Penilaian hanya ditujukan bagi manusia yang mempunyai akal dan sudah mempunyai kesadaran. Penilaian moral tidak dikenakan pada orang yang hilang ingatan, gila, sehingga tidak mempunyai kesadaran atau anak kecil yang kesadarannya belum tumbuh. Manusia dengan kriteria ini tidak dikenai tanggung jawab terhadap atas segala tindakannya, kalau dikenai tindakan maka harus disesuaiakan dengan taraf kesadarannya. Alasan dasar dan rasional mengapa manusia harus menggunakan moral/etika sebagai landasan segala tindakannya adalah karena dia berakal dan mempunyai kesadaran. Sebagai contoh: Ada seekor kucing yang lapar, di depannya ada makanan yang biasa dimakannya, tanpa banyak pertimbangan dia tentu akan segera menyantapnya. Berbeda dengan manusia, walaupun ia lapar di hadapannya ada makanan lezat ia tidak akan langsung menyantapnya. Berbagai macam pertimbangan akan menjadi dasar apakah ia akan menyantap makanan di depannya, apakah ia berhak menyantapnya, apakah makannya harus sekarang, bagaimana cara menyantapnya dan lain-lain.
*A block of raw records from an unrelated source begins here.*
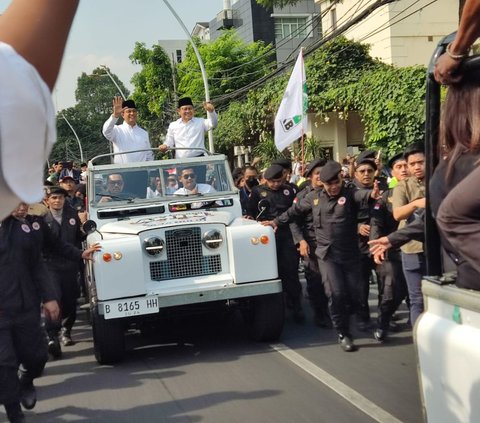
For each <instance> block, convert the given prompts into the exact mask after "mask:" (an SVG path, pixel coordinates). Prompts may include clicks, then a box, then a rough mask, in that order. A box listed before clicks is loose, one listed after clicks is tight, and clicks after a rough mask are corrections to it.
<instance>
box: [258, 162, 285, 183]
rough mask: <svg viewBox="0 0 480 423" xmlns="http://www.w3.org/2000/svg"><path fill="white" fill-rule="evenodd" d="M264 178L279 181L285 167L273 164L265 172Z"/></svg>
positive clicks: (275, 164) (280, 177) (264, 174)
mask: <svg viewBox="0 0 480 423" xmlns="http://www.w3.org/2000/svg"><path fill="white" fill-rule="evenodd" d="M263 176H264V178H265V179H279V178H281V177H282V176H283V167H282V166H280V165H279V164H273V165H271V166H270V167H269V168H268V169H267V170H266V171H265V172H264V174H263Z"/></svg>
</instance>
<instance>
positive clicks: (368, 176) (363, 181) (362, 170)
mask: <svg viewBox="0 0 480 423" xmlns="http://www.w3.org/2000/svg"><path fill="white" fill-rule="evenodd" d="M374 176H375V169H374V168H373V167H372V166H370V165H369V164H361V165H360V166H358V167H357V170H355V179H356V180H357V181H358V182H360V183H361V184H362V185H363V186H365V187H371V186H372V185H373V180H374Z"/></svg>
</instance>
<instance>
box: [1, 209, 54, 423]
mask: <svg viewBox="0 0 480 423" xmlns="http://www.w3.org/2000/svg"><path fill="white" fill-rule="evenodd" d="M27 210H28V206H27V205H26V204H24V203H22V204H20V205H19V207H18V208H17V209H16V210H15V211H14V212H12V215H11V216H9V217H7V218H6V219H5V220H4V221H3V222H2V224H1V227H0V273H1V275H2V277H1V278H0V403H1V404H4V406H5V410H6V412H7V417H8V419H9V421H10V422H16V423H18V422H24V421H25V416H24V414H23V412H22V410H21V407H20V402H21V403H22V405H23V406H24V407H25V408H27V409H32V408H33V407H34V406H35V403H36V394H35V388H34V386H33V379H34V378H36V377H38V376H40V375H41V373H42V371H43V369H44V367H45V363H46V362H47V359H48V353H47V344H46V340H45V336H44V332H43V330H42V328H41V322H40V304H41V303H43V310H44V313H45V315H46V317H47V318H48V319H52V320H56V319H57V318H58V316H59V307H58V303H57V297H56V292H55V289H54V287H53V284H52V282H51V280H50V279H49V277H48V272H47V269H46V268H45V265H44V263H43V261H42V258H41V245H39V244H38V238H37V237H36V236H35V231H36V229H35V226H36V225H33V224H31V223H30V222H29V221H28V220H27V219H26V215H27ZM6 275H8V277H6ZM19 363H20V364H21V365H22V369H21V371H20V378H19V377H18V374H17V372H18V366H19Z"/></svg>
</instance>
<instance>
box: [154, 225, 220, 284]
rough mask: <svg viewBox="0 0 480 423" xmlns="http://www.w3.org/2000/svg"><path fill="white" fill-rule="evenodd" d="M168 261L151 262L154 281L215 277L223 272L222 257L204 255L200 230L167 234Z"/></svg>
mask: <svg viewBox="0 0 480 423" xmlns="http://www.w3.org/2000/svg"><path fill="white" fill-rule="evenodd" d="M165 239H166V252H167V260H166V261H165V260H161V261H154V262H150V278H151V279H152V280H154V281H163V280H167V279H178V278H188V277H193V276H203V275H214V274H216V273H219V272H221V271H222V261H221V257H220V255H209V256H204V255H203V248H202V233H201V230H200V228H187V229H176V230H171V231H166V232H165Z"/></svg>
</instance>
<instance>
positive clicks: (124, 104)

Manusia bermoral tidak akan memakan apa yang bukan haknya, manusia bermoral akan mampu mengendalikan nafsu untuk makan, manusia juga akan menggunakan kaidah kepantasan dalam hal cara melakukan sesuatu. Mungkin hal ini dianggap sepele, justru inilah harus disadari bahwa untuk hal yang kecil dan aktivitas sehari-hari saja banyak sekali pertimbangan, apalagi untuk masalah yang lebih besar dan mendasar. Sebagai contoh koruptor secara hakiki bisa dikatakan bukan manusia, tetapi seperti binatang, karena ada beberapa spesies binatang yang mempunyai otak memadai sehingga mempunyai kecerdasan, bahkan lebih rendah dari binatang. Binatang tidak bisa membedakan yang mana yang menjadi haknya dan yang mana bukan, namum koruptor bisa membedakan hanya saja ia tidak mau tahu.
Moral mutlak berlaku bagi manusia dalam hidup bersama. Manusia adalah makhluk yang berbudaya. Kebudayaan ini hanya bisa tumbuh dalam hidup bersama. Manusia adalah Animal Sociale/Zoon Politicon. Manusia adalah makhluk yang hidup bersama-sama dengan manusia lain, Ia membutuhkan manusia lain. Makhluk berbudaya merupakan resultante dari hakekat manusia sebagai Animal Sociale, Animal Rasionale dan makhluk yang bermoral.
Zubair. (1987). Kuliah Etika. Jakarta: Rajawali Press.